Thursday, August 25, 2011

Eastern koala

I treed a woodchuck the other day along the Musconetcong River. I must have surprised him, or blocked access to his hole. Otherwise, I don't know why he would have gone up there. I could have just waited at the bottom of the trunk for him to get tired (if I really wanted a woodchuck)! After about 5 minutes of taking pictures of him, he made the bold move of descending the tree with me standing about 15 feet away. Right then, I could have run up an grabbed him (and gotten some nasty scratches, I think), but I squelched my animal instincts and let him disappear into the brush. By the way, I'm not the first to have this urge! In one of the stranger parts of Walden, Thoreau expresses the desire to grab and eat a woodchuck, raw.


A bold exit.

Thursday, August 4, 2011

Wanderers

 
A Carolina Chickadee, where it belongs - Ocean County, NJ. I heard a Carolina-type song in Warren County today - usually solid "Black-capped" country.

The birds are coming to me lately.

I haven't had a chance to do much birding around my property this summer, but now I keep seeing "good" species while poking around in the yard, going about my business. Post-breeding wanderers, I assume.

A blue-gray gnatcatcher feeding fledglings in the rose-of-sharon and on my garden fence (they move easily through 1-inch chicken wire holes, incidentally). A family of great-crested flycatchers making sallies out over the yard. A blue-winged warbler gleaning for caterpillars between an indifferent resident pair of bluebirds. 

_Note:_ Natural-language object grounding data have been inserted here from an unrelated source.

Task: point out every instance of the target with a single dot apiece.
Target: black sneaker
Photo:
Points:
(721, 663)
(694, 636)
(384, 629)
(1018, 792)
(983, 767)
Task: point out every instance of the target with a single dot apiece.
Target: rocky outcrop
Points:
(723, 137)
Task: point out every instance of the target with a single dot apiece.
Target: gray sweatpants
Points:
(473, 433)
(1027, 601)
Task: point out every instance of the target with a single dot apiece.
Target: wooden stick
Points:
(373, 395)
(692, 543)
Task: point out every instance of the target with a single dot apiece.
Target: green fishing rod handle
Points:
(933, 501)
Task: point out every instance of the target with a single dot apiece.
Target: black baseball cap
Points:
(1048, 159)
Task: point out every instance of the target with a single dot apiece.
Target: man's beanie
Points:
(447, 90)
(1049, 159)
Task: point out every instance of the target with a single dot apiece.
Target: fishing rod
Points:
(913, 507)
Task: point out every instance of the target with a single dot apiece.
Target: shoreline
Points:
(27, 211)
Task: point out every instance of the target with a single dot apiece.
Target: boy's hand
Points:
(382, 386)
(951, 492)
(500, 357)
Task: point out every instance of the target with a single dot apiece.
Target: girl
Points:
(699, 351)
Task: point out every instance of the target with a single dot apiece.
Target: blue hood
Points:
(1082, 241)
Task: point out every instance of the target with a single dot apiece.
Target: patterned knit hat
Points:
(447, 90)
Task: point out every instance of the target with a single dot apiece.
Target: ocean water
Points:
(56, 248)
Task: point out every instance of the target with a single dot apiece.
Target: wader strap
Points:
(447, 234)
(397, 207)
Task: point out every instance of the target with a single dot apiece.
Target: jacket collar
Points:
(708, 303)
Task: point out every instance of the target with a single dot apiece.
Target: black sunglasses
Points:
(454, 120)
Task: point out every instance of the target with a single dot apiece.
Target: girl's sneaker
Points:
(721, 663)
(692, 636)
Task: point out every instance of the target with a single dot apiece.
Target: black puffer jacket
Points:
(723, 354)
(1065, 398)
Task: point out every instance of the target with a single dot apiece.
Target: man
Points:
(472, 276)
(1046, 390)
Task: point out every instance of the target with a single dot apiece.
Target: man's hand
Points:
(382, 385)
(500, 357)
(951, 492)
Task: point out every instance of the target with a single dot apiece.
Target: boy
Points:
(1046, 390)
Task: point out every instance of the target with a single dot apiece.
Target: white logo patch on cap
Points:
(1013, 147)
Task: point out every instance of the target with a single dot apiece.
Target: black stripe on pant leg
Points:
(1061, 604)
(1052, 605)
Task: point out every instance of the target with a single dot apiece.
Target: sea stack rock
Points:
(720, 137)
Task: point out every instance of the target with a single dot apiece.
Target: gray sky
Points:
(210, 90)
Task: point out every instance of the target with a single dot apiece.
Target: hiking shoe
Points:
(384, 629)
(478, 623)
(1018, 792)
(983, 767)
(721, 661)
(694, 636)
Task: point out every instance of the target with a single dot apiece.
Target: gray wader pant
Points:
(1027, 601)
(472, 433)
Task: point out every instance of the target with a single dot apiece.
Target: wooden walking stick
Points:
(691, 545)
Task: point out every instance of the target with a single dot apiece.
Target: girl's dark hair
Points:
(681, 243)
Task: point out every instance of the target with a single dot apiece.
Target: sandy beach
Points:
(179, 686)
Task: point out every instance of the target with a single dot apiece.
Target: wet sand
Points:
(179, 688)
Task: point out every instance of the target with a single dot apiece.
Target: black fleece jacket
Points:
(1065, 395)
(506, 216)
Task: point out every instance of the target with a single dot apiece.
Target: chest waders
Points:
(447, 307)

But today was the best one. A Carolina chickadee singing from the old apple tree. That is, at least a chickadee was singing a Carolina-type song. Here in Warren County, NJ (Mansfield Twp), we are a good 30 miles or so from the boundary between northern Black-capped and southern Carolina chickadees. Complicating things is the fact that they hybridize, and that they can learn the "wrong" song near the hybridization zone. But, I grew up in Hunterdon County, 30 minutes to the south, and I've never heard a Carolina song there. So this was an interesting treat either way...even if it could be an evil omen of a changing climate?